What can we learn from this passage with all these names? Three things I want you to remember. First of all, faith enlists all kinds of servants. Did you know that? When I read this chapter and I went back over it, I was just amazed. God doesn't have any stereotype... what kind of people does God use? Well, what kind of person are you? God uses you. So the first thing you need to know is that faith enlists all kinds of servants.
And the second thing is that faith employs all kinds of strategies. Isn't it interesting that God did his work, and we've seen it in the 11th chapter, he did it in some of the strangest ways you've ever seen any work be done. I mean, how do you take out a city by marching around it 13 times? How do you take out a giant with a slingshot? How do you take down 2 armies and a coalition with 300 men? Everything God does, he does uniquely.
You know, people say God is boring.
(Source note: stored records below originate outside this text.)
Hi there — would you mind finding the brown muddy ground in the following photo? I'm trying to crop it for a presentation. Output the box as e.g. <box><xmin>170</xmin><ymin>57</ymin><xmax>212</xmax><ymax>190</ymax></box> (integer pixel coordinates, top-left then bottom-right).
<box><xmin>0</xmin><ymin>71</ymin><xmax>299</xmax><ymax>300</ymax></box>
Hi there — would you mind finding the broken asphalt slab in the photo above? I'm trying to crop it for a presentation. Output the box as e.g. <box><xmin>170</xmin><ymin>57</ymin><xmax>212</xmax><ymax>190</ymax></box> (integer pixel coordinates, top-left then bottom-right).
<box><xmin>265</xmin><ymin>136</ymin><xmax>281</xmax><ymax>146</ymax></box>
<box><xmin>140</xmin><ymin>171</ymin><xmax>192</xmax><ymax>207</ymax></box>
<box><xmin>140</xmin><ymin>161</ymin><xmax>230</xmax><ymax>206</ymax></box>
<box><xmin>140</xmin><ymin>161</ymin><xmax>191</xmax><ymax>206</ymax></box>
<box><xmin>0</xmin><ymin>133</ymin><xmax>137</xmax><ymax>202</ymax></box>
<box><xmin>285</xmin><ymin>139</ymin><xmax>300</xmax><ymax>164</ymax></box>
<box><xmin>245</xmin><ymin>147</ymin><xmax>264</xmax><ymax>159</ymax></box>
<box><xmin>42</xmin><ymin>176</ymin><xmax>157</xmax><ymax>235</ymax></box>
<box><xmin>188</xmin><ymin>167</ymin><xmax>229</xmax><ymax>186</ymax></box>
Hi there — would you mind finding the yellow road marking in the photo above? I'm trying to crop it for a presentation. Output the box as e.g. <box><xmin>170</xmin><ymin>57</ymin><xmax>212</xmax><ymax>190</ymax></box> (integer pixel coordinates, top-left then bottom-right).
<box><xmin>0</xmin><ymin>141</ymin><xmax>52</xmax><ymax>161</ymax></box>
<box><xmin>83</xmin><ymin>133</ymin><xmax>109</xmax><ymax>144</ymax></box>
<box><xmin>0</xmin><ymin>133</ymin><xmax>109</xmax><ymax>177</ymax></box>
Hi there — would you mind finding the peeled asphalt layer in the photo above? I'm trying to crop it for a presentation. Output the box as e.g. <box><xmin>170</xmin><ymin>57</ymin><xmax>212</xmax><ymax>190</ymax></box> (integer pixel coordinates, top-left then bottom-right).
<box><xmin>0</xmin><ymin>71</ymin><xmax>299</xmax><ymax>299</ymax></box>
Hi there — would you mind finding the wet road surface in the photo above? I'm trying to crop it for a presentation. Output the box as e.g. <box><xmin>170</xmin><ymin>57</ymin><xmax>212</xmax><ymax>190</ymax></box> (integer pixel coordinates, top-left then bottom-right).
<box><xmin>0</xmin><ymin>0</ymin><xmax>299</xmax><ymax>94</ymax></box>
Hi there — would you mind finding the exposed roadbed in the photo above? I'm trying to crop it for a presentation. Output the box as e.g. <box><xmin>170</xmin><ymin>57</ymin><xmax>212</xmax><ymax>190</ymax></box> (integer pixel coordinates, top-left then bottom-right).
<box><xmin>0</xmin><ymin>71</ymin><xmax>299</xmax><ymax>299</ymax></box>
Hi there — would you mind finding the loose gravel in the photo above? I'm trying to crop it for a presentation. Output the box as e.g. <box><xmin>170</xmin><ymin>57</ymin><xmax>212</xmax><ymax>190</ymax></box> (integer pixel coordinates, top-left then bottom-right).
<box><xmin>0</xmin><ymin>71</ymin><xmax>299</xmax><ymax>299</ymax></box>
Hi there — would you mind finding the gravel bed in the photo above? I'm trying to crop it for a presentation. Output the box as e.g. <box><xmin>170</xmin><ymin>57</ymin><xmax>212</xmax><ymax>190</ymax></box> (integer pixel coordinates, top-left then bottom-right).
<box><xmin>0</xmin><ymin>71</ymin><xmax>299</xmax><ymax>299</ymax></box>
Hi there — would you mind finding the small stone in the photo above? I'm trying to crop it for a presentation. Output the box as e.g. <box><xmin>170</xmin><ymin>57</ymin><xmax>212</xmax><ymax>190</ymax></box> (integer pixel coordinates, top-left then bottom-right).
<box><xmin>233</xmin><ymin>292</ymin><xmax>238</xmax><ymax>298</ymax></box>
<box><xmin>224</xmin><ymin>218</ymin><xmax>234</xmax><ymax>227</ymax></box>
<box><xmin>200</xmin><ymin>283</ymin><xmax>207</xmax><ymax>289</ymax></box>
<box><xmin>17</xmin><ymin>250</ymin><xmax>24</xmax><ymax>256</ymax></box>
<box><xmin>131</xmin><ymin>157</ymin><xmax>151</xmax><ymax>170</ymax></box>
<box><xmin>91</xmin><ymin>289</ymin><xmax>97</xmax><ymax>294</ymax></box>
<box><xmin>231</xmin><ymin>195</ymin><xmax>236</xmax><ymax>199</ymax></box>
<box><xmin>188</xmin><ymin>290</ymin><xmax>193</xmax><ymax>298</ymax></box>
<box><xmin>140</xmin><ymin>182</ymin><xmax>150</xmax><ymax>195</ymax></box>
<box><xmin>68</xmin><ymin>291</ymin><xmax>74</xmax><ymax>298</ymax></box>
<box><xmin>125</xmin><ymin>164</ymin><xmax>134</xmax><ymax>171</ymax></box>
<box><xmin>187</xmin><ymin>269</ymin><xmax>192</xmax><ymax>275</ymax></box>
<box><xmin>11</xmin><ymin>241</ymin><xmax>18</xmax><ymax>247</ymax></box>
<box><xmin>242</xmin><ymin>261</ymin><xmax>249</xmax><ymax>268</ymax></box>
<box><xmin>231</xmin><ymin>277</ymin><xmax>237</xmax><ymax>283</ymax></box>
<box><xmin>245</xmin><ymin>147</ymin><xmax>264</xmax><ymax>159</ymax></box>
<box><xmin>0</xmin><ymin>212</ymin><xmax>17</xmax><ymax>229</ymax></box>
Are you kidding me? God is not boring. God has something different for everybody to do if you just let him do it. So God uses all kinds of servants, he uses all kinds of strategy, so that faith enjoys all kinds of success. Faith can do what nothing else can do. God has a place for all of us to serve him. And wherever you happen to be in your life at this present time, I wanna ask you to stop for a moment and think about this: What is it that God has given me to do, and am I doing it?